Can I admit something? I go to the gym almost every single day. I squat and deadlift and lunge until I’m so sore, I cry using the bathroom the next day. I curl and burpee and rep and sweat, and I keep going back for more. I’m a mom who works out.
But I don’t always do it for the right reasons.
Although I have always exercised and worked out, my motivation behind it has pretty much been the same: to try to escape my body. When I was training for a half-marathon, I would put on my music and just run, willing the postpartum rolls I was sporting to disappear by the time I got back. When I am squatting, I can forget just for an hour, how for the rest of the day, I’ll avoid looking in the mirror at all costs.
The truth is, I hate my body and have used exercise as a way to escape it.
I know as moms, we’re supposed to love and appreciate the bodies that gave life and nourished little people, blah, blah, blah. But can we be real? That’s not always easy. So much of motherhood is sacrificing at the most basic level; that doesn’t always leave time for appreciating the scraps, scars, and stretch marks that are left after all that giving.

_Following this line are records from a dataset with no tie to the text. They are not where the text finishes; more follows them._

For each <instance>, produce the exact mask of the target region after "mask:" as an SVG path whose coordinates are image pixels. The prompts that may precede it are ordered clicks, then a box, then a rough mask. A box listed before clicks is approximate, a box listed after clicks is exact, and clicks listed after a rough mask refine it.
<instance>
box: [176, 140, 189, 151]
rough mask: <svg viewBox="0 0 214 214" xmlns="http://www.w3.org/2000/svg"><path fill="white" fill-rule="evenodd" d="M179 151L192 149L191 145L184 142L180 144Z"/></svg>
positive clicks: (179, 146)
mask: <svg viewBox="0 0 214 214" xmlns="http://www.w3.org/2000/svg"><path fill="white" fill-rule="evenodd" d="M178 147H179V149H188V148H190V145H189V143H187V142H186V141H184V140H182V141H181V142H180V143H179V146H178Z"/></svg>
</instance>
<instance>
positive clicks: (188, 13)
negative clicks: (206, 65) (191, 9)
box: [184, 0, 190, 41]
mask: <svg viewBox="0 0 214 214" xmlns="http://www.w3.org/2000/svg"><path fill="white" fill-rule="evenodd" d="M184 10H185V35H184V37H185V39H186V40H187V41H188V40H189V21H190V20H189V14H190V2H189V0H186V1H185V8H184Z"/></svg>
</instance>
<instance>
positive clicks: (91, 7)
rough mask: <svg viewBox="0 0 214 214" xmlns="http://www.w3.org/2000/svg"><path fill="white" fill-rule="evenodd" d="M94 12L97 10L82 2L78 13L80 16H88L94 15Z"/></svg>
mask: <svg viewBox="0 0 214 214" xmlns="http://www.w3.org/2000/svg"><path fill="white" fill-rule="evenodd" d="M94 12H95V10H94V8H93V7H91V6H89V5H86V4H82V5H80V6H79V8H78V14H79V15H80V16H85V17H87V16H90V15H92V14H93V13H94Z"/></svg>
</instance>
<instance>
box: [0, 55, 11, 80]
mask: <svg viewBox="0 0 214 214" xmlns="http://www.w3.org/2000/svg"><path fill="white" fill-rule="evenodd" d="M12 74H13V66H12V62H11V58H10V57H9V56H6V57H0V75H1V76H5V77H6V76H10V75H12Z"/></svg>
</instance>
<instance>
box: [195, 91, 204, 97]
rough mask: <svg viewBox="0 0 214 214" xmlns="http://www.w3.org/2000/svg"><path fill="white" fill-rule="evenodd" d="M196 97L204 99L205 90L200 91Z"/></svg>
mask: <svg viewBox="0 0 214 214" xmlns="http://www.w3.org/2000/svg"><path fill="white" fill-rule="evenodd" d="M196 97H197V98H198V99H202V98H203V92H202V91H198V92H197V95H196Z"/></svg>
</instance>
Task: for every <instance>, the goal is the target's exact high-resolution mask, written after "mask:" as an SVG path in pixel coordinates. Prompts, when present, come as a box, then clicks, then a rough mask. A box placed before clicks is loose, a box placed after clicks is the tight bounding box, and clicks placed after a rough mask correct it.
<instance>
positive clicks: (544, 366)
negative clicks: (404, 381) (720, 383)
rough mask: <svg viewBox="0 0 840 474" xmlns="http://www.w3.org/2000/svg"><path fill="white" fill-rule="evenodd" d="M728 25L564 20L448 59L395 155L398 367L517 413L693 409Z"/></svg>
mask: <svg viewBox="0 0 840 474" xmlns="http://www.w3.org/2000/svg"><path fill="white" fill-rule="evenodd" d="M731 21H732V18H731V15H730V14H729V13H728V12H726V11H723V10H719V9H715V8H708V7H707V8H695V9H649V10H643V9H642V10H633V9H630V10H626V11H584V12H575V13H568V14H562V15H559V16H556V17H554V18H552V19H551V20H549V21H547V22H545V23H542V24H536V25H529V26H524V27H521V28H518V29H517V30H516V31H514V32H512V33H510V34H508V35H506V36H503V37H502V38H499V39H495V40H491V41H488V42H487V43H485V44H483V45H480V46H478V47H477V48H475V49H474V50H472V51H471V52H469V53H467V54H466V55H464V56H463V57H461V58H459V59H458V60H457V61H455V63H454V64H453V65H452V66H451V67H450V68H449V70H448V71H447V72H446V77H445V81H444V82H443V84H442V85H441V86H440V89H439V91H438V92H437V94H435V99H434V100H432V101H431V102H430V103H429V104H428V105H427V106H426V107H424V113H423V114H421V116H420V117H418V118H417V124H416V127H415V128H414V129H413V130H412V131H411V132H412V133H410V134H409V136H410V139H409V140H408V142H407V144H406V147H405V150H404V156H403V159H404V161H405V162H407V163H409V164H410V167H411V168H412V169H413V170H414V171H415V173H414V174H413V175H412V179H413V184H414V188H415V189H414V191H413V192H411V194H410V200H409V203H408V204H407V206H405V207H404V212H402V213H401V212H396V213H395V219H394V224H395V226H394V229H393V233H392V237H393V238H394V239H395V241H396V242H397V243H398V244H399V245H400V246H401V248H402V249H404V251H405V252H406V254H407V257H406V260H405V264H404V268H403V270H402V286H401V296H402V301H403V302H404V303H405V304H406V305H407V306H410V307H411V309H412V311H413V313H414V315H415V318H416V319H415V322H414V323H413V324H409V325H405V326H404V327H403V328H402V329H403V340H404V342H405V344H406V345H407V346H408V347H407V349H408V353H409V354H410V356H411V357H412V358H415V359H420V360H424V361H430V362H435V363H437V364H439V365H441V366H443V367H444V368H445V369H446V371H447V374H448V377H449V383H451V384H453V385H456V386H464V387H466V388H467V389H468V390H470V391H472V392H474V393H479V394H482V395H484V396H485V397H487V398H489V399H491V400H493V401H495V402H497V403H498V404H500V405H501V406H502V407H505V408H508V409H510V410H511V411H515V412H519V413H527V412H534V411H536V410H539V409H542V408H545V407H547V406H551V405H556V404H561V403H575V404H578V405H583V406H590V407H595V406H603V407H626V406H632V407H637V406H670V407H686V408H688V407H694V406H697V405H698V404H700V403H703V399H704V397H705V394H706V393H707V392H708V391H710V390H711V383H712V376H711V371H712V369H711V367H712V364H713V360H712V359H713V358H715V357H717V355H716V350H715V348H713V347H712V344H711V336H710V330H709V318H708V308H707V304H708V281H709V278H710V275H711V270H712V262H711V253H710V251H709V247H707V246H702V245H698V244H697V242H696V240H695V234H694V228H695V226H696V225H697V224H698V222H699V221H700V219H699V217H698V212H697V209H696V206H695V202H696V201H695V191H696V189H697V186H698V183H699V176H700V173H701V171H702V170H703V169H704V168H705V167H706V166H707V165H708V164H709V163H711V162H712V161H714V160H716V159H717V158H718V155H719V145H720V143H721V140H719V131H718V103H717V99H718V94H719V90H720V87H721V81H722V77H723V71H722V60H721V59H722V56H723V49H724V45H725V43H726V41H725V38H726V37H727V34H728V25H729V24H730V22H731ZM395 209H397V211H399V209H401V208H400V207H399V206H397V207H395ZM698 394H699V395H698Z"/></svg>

And my efforts to love my body by taking care of it have been a bit misguided. Instead of facing what I have, I turned to heavy exercise in the hope that it would take my body out of the equation completely. Every time I squatted, lifted a dumbbell, or did a burpee, I was escaping what I saw as a flawed body. So exercise, for me, has become a way of mentally and physically “checking out” out.
But after two miscarriages, I am changing my approach to fitness. I am finally learning to face my body through yoga.